The only way to become a billionaire is to solely work in your own best interest, and steal the value produced by the labour of your employees.
How exactly did Cuban do that? All he did was be on the winning end of an incredibly bad transaction by Yahoo, and parlayed that into being on TV a lot.
Do you think he just magicked up an investment? He built a company bought by yahoo. How do you think he created the company broadcast up to that point? By himself? Or did he perhaps have employees who did the hard work?
Did they get their fair share of that ‘grossly overpaying’ by Yahoo?
If they owned shares, yes. If they didn't, then why should they? The owners of the company sold the company at a massively overinflated valuation, so the shares were "worth" a lot of money. This really isn't a complicated situation.
If you hire a plumber, you do it as a customer and not an employer. Quite a difference!
A customer pays the full value of the purchase, the plumber is the one in charge and charges as much as possible. That's how they make profit. That's why you still own your toilet, the plumber already got the full value they were owed.
An employer never pays the full value, though! The employer, as the one in charge, pays as little as possible. They pockst the difference as profit. That means the employees are always cheated out of the full value of their labor, they are never paid what they are actually worth.
A customer pays the full value of the purchase, the plumber is the one in charge and charges as much as possible.
Except here we're talking about ownership/shares, not payment for labour. Many in this thread are outraged that not every employee of Broadcast owned shares, and the implication is that as soon as you work for someone, you should receive a share. My plumber example still stands. Should he get a "share" of my house, even though I already paid him for his labour, as Cuban paid his employees?

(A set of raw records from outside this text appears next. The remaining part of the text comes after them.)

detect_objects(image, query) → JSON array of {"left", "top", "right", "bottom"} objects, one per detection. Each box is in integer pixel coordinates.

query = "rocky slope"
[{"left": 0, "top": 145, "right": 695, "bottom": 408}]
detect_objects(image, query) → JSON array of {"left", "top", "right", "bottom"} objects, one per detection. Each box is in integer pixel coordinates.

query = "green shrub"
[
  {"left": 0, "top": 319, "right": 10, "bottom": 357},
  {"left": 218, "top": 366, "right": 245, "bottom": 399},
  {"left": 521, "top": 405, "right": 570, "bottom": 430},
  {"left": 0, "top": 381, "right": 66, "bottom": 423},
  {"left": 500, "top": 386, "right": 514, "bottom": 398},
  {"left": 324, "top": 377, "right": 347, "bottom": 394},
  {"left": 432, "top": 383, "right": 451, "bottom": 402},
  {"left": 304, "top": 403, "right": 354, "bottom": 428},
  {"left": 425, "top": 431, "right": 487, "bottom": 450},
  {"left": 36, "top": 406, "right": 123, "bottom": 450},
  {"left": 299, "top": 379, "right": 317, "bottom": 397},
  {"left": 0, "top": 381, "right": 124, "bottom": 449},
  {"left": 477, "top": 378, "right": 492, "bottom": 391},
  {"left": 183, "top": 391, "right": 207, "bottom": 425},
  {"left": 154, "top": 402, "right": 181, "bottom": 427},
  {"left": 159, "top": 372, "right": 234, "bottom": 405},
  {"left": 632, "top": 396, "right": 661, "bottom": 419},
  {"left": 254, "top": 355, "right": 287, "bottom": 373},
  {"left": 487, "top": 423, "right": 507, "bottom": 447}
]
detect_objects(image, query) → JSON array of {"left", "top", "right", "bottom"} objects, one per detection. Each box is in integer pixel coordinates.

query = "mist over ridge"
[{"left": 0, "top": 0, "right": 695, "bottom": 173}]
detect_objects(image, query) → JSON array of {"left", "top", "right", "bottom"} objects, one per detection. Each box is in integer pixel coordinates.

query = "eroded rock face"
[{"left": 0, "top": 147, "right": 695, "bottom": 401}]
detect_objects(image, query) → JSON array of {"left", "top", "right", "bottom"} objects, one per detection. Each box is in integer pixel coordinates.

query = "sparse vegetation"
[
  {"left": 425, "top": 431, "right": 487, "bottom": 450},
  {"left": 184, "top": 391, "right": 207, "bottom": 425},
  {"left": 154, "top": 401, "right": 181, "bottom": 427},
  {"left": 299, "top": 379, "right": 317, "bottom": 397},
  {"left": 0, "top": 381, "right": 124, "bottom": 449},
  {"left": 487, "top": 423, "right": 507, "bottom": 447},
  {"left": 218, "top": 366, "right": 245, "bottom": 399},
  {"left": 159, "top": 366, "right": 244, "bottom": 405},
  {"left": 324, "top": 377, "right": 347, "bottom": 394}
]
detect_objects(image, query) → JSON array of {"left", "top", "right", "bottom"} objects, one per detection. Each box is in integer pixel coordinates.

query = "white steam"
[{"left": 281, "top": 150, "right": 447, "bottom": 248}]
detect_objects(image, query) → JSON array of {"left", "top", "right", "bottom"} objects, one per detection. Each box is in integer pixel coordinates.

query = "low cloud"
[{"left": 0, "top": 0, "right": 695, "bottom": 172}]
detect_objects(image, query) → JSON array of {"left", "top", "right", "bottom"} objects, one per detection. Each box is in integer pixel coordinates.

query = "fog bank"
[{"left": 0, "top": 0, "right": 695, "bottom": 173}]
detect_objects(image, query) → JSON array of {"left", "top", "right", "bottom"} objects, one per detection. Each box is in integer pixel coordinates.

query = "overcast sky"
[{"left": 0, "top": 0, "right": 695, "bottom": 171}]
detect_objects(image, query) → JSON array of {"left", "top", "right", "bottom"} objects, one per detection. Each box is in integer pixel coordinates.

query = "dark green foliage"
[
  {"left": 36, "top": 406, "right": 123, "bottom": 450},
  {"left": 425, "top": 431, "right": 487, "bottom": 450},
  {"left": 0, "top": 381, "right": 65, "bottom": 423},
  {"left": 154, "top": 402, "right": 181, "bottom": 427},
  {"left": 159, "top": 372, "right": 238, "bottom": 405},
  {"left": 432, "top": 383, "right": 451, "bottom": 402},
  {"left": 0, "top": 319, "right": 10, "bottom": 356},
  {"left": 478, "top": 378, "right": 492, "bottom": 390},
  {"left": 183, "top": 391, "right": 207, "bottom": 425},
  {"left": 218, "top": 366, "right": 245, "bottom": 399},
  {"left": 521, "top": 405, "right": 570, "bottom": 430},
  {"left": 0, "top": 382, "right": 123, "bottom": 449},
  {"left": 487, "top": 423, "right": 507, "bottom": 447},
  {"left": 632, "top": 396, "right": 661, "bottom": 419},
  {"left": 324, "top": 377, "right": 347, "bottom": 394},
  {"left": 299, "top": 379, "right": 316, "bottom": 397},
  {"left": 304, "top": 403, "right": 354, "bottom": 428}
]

An employer never pays the full value, though! The employer, as the one in charge, pays as little as possible.
Again,we're talking about shares, not labour. For all you know Cuban was drawing zero salary from the company. The two are completely different. You're all so doctrinaire that you can't mentally distinguish labour versus ownership of a thing.
Your plumber doesn't own a share of your toilet because you actually paid them what they are worth, because they can demand it from you. They have all the power in that relationship.

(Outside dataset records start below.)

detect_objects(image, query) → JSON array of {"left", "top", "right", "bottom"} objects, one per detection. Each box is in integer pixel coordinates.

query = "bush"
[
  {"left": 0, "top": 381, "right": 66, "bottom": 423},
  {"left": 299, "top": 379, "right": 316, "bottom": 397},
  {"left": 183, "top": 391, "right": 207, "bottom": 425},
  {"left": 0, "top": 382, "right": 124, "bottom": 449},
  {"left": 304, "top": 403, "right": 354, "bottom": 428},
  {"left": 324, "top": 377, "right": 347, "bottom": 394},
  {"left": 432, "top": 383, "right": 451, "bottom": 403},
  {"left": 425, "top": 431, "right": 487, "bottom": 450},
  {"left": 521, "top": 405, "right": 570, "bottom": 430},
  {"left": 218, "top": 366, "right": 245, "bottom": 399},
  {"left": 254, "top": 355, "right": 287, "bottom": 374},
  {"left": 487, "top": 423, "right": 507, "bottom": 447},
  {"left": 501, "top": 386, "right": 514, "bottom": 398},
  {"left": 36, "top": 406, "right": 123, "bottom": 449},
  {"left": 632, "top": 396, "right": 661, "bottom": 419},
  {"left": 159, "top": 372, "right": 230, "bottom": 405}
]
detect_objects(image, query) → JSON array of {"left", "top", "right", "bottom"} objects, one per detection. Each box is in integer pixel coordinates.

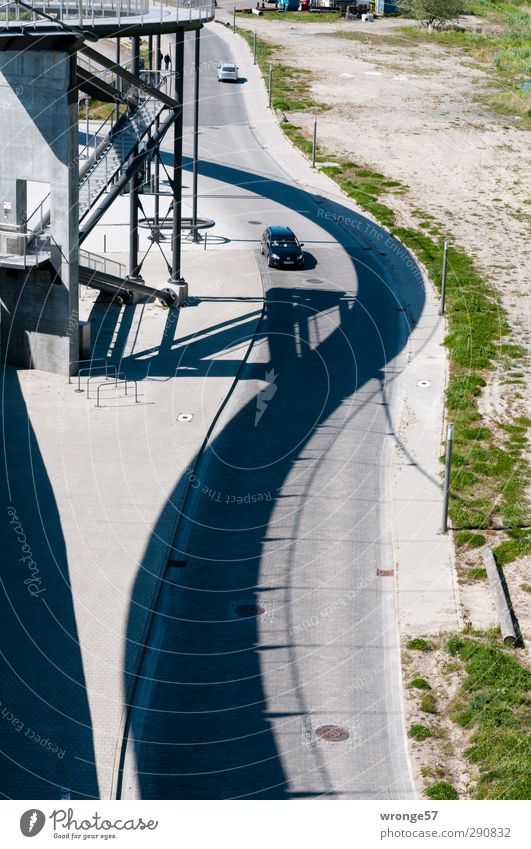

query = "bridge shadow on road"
[
  {"left": 119, "top": 156, "right": 424, "bottom": 799},
  {"left": 0, "top": 368, "right": 98, "bottom": 799}
]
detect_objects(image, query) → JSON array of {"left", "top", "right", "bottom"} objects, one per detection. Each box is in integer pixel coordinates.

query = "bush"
[
  {"left": 408, "top": 678, "right": 431, "bottom": 690},
  {"left": 406, "top": 637, "right": 433, "bottom": 651},
  {"left": 420, "top": 693, "right": 437, "bottom": 713},
  {"left": 426, "top": 781, "right": 459, "bottom": 799},
  {"left": 409, "top": 725, "right": 433, "bottom": 743}
]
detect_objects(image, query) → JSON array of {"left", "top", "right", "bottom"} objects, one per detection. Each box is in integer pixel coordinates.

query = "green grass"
[
  {"left": 239, "top": 30, "right": 531, "bottom": 562},
  {"left": 408, "top": 678, "right": 431, "bottom": 690},
  {"left": 409, "top": 724, "right": 433, "bottom": 743},
  {"left": 406, "top": 637, "right": 433, "bottom": 651},
  {"left": 236, "top": 27, "right": 328, "bottom": 112},
  {"left": 402, "top": 9, "right": 531, "bottom": 125},
  {"left": 79, "top": 100, "right": 116, "bottom": 121},
  {"left": 455, "top": 531, "right": 487, "bottom": 548},
  {"left": 446, "top": 636, "right": 531, "bottom": 799},
  {"left": 420, "top": 693, "right": 437, "bottom": 713},
  {"left": 424, "top": 781, "right": 459, "bottom": 800},
  {"left": 492, "top": 530, "right": 531, "bottom": 566}
]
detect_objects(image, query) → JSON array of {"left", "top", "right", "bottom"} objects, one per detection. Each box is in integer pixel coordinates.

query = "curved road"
[{"left": 128, "top": 26, "right": 414, "bottom": 799}]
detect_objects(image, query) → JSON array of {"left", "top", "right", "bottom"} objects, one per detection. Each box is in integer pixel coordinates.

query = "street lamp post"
[
  {"left": 439, "top": 239, "right": 448, "bottom": 315},
  {"left": 85, "top": 94, "right": 90, "bottom": 159},
  {"left": 168, "top": 29, "right": 188, "bottom": 303},
  {"left": 441, "top": 423, "right": 454, "bottom": 534},
  {"left": 192, "top": 29, "right": 201, "bottom": 242}
]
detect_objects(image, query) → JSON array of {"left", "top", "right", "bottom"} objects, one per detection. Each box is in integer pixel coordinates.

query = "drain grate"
[
  {"left": 315, "top": 725, "right": 350, "bottom": 743},
  {"left": 234, "top": 604, "right": 265, "bottom": 619}
]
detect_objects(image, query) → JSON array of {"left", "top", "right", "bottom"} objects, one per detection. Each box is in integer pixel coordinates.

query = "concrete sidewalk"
[
  {"left": 0, "top": 250, "right": 263, "bottom": 799},
  {"left": 212, "top": 18, "right": 461, "bottom": 635}
]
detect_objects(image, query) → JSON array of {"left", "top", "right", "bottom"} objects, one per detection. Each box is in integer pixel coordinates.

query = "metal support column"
[
  {"left": 115, "top": 38, "right": 122, "bottom": 120},
  {"left": 192, "top": 29, "right": 201, "bottom": 242},
  {"left": 153, "top": 35, "right": 164, "bottom": 232},
  {"left": 168, "top": 29, "right": 188, "bottom": 304},
  {"left": 127, "top": 35, "right": 141, "bottom": 280}
]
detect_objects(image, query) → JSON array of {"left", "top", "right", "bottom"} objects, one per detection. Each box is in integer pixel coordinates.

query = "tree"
[{"left": 397, "top": 0, "right": 465, "bottom": 32}]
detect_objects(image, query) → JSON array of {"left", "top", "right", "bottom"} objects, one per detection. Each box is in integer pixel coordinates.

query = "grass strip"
[{"left": 446, "top": 636, "right": 531, "bottom": 799}]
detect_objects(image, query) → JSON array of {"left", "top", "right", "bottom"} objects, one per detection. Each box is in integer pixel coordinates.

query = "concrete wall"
[{"left": 0, "top": 50, "right": 79, "bottom": 374}]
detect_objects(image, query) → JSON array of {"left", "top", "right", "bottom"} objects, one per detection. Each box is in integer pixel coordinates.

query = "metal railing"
[
  {"left": 79, "top": 249, "right": 125, "bottom": 280},
  {"left": 0, "top": 230, "right": 56, "bottom": 266},
  {"left": 95, "top": 374, "right": 139, "bottom": 407},
  {"left": 0, "top": 0, "right": 215, "bottom": 26}
]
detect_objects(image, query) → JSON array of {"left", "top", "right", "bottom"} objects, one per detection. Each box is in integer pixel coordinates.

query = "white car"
[{"left": 218, "top": 62, "right": 238, "bottom": 83}]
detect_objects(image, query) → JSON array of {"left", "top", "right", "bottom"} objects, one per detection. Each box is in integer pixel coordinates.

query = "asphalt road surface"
[{"left": 133, "top": 26, "right": 414, "bottom": 799}]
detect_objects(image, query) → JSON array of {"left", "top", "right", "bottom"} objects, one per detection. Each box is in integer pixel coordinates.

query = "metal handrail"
[
  {"left": 87, "top": 363, "right": 120, "bottom": 401},
  {"left": 0, "top": 0, "right": 215, "bottom": 26},
  {"left": 95, "top": 377, "right": 138, "bottom": 408},
  {"left": 79, "top": 248, "right": 125, "bottom": 279},
  {"left": 68, "top": 357, "right": 107, "bottom": 384}
]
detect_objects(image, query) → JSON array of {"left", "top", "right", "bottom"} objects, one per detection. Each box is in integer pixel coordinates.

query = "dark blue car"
[{"left": 260, "top": 227, "right": 304, "bottom": 268}]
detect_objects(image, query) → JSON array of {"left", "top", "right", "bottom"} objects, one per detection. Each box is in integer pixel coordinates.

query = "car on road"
[
  {"left": 260, "top": 227, "right": 304, "bottom": 268},
  {"left": 218, "top": 62, "right": 238, "bottom": 83}
]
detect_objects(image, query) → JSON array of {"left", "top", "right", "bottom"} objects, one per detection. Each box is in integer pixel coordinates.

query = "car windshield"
[{"left": 271, "top": 236, "right": 297, "bottom": 248}]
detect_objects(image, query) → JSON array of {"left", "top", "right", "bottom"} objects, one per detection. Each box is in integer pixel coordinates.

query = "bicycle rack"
[
  {"left": 76, "top": 362, "right": 116, "bottom": 398},
  {"left": 96, "top": 377, "right": 138, "bottom": 409},
  {"left": 87, "top": 365, "right": 120, "bottom": 401}
]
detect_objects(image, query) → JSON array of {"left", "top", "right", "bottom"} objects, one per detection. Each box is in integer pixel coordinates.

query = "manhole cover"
[
  {"left": 234, "top": 604, "right": 265, "bottom": 619},
  {"left": 315, "top": 725, "right": 350, "bottom": 743}
]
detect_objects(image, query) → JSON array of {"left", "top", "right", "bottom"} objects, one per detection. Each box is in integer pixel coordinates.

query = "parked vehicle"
[
  {"left": 218, "top": 62, "right": 239, "bottom": 83},
  {"left": 260, "top": 227, "right": 304, "bottom": 268},
  {"left": 277, "top": 0, "right": 299, "bottom": 12}
]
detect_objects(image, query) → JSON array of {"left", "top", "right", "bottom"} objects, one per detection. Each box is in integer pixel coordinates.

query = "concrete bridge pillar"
[{"left": 0, "top": 34, "right": 79, "bottom": 374}]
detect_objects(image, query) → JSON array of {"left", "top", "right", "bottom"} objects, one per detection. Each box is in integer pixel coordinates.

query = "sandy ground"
[
  {"left": 224, "top": 11, "right": 531, "bottom": 798},
  {"left": 230, "top": 9, "right": 531, "bottom": 632}
]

No employee is ever paid what they are worth. They can't be, if they were then the company could never make a profit. That's literally where profit comes from - it's all surplus value created by the workers. Hence, they should get a share of the company.
Because the only ethical kind of company is a worker-owned co-op. It should not have been possible for employees to not own shares, but it was, and that's bad.

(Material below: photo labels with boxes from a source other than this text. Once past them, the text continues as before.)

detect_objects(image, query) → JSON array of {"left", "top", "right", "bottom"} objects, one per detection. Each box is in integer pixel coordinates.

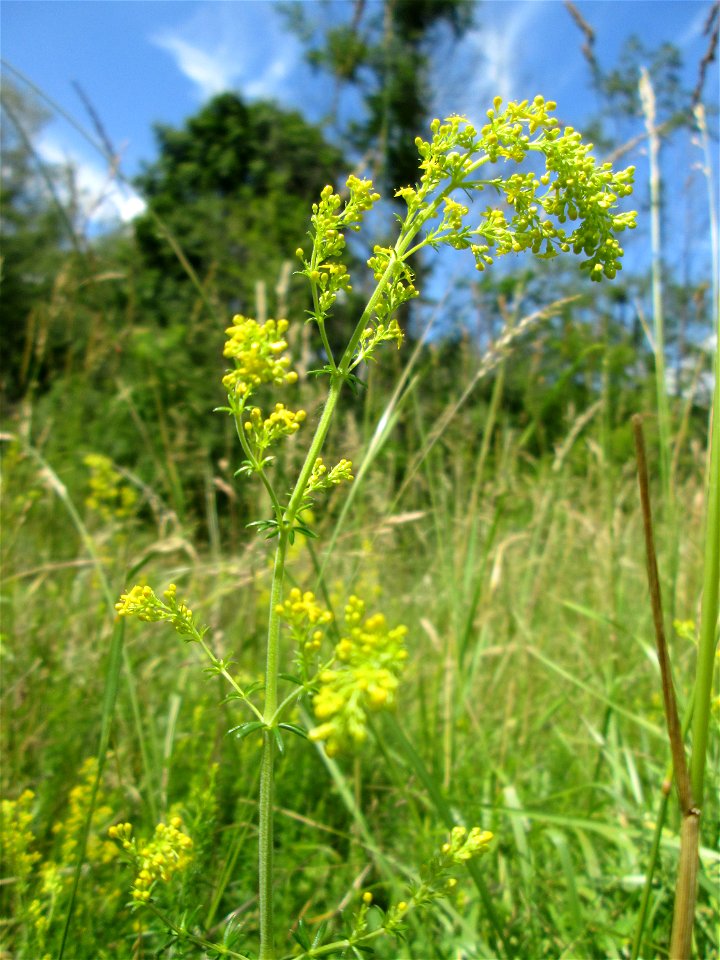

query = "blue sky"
[{"left": 0, "top": 0, "right": 718, "bottom": 232}]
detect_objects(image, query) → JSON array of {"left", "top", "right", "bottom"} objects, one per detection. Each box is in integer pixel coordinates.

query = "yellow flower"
[{"left": 223, "top": 314, "right": 297, "bottom": 398}]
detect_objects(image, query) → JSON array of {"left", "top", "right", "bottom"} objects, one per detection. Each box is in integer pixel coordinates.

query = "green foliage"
[
  {"left": 135, "top": 93, "right": 348, "bottom": 322},
  {"left": 285, "top": 0, "right": 473, "bottom": 189}
]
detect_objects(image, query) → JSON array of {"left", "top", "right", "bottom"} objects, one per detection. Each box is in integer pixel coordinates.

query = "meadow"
[{"left": 0, "top": 22, "right": 720, "bottom": 960}]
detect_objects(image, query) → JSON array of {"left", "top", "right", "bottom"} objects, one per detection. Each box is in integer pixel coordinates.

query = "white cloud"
[
  {"left": 153, "top": 34, "right": 242, "bottom": 100},
  {"left": 35, "top": 133, "right": 145, "bottom": 226},
  {"left": 151, "top": 2, "right": 299, "bottom": 100},
  {"left": 433, "top": 0, "right": 552, "bottom": 121}
]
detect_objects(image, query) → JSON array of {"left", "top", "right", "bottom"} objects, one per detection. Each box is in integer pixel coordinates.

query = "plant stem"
[
  {"left": 258, "top": 528, "right": 289, "bottom": 960},
  {"left": 670, "top": 316, "right": 720, "bottom": 960}
]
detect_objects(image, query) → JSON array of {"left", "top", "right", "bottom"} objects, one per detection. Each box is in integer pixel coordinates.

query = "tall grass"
[{"left": 3, "top": 326, "right": 719, "bottom": 957}]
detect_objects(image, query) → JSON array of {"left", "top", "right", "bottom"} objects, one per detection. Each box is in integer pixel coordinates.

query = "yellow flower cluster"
[
  {"left": 83, "top": 453, "right": 137, "bottom": 520},
  {"left": 223, "top": 314, "right": 297, "bottom": 398},
  {"left": 0, "top": 790, "right": 40, "bottom": 887},
  {"left": 243, "top": 403, "right": 305, "bottom": 452},
  {"left": 442, "top": 827, "right": 493, "bottom": 863},
  {"left": 276, "top": 587, "right": 332, "bottom": 654},
  {"left": 296, "top": 174, "right": 380, "bottom": 322},
  {"left": 108, "top": 817, "right": 193, "bottom": 903},
  {"left": 53, "top": 757, "right": 115, "bottom": 864},
  {"left": 115, "top": 583, "right": 193, "bottom": 632},
  {"left": 400, "top": 106, "right": 636, "bottom": 281},
  {"left": 306, "top": 457, "right": 355, "bottom": 494},
  {"left": 309, "top": 596, "right": 407, "bottom": 756}
]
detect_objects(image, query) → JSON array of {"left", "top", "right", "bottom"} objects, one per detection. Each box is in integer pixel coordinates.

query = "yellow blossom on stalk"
[
  {"left": 243, "top": 403, "right": 305, "bottom": 453},
  {"left": 306, "top": 457, "right": 355, "bottom": 494},
  {"left": 276, "top": 587, "right": 332, "bottom": 627},
  {"left": 309, "top": 596, "right": 407, "bottom": 756},
  {"left": 0, "top": 790, "right": 40, "bottom": 888},
  {"left": 223, "top": 314, "right": 297, "bottom": 399},
  {"left": 115, "top": 583, "right": 203, "bottom": 640},
  {"left": 53, "top": 757, "right": 115, "bottom": 864},
  {"left": 108, "top": 817, "right": 193, "bottom": 903},
  {"left": 83, "top": 453, "right": 137, "bottom": 520},
  {"left": 442, "top": 827, "right": 493, "bottom": 863}
]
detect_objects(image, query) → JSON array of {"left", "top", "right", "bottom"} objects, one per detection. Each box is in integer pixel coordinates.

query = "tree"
[
  {"left": 135, "top": 93, "right": 348, "bottom": 322},
  {"left": 284, "top": 0, "right": 473, "bottom": 190}
]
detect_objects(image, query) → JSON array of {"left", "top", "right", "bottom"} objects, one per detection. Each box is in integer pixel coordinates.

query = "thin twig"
[{"left": 632, "top": 413, "right": 693, "bottom": 815}]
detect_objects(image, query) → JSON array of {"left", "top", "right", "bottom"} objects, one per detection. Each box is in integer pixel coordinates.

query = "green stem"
[
  {"left": 231, "top": 401, "right": 282, "bottom": 521},
  {"left": 690, "top": 344, "right": 720, "bottom": 807},
  {"left": 145, "top": 903, "right": 250, "bottom": 960},
  {"left": 258, "top": 527, "right": 289, "bottom": 960},
  {"left": 193, "top": 630, "right": 263, "bottom": 720}
]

I personally try to avoid absolutes. I would have probably said, "a more ethical kind of company...", but totally agree. Also really wish more people understood and supported co-ops.
I sort of agree with you that you can only become a billionaire by stealing someone else's money, but in this case I think your argument is kind of bad.
If Yahoo overpaid, it's not the employees of his own company that Cuban took the money from, but rather indirectly from Yahoo's employees (former and current up to that point).
I also have to say, as far as ethics goes, there is enough indirection there that unless you were a dyed in the wool communist you would have problems finding fault with it. The shell game sufficiently blurred where the capital originally came from and it looks more like winning the lottery than exploiting your employees to the people receiving the big paychecks.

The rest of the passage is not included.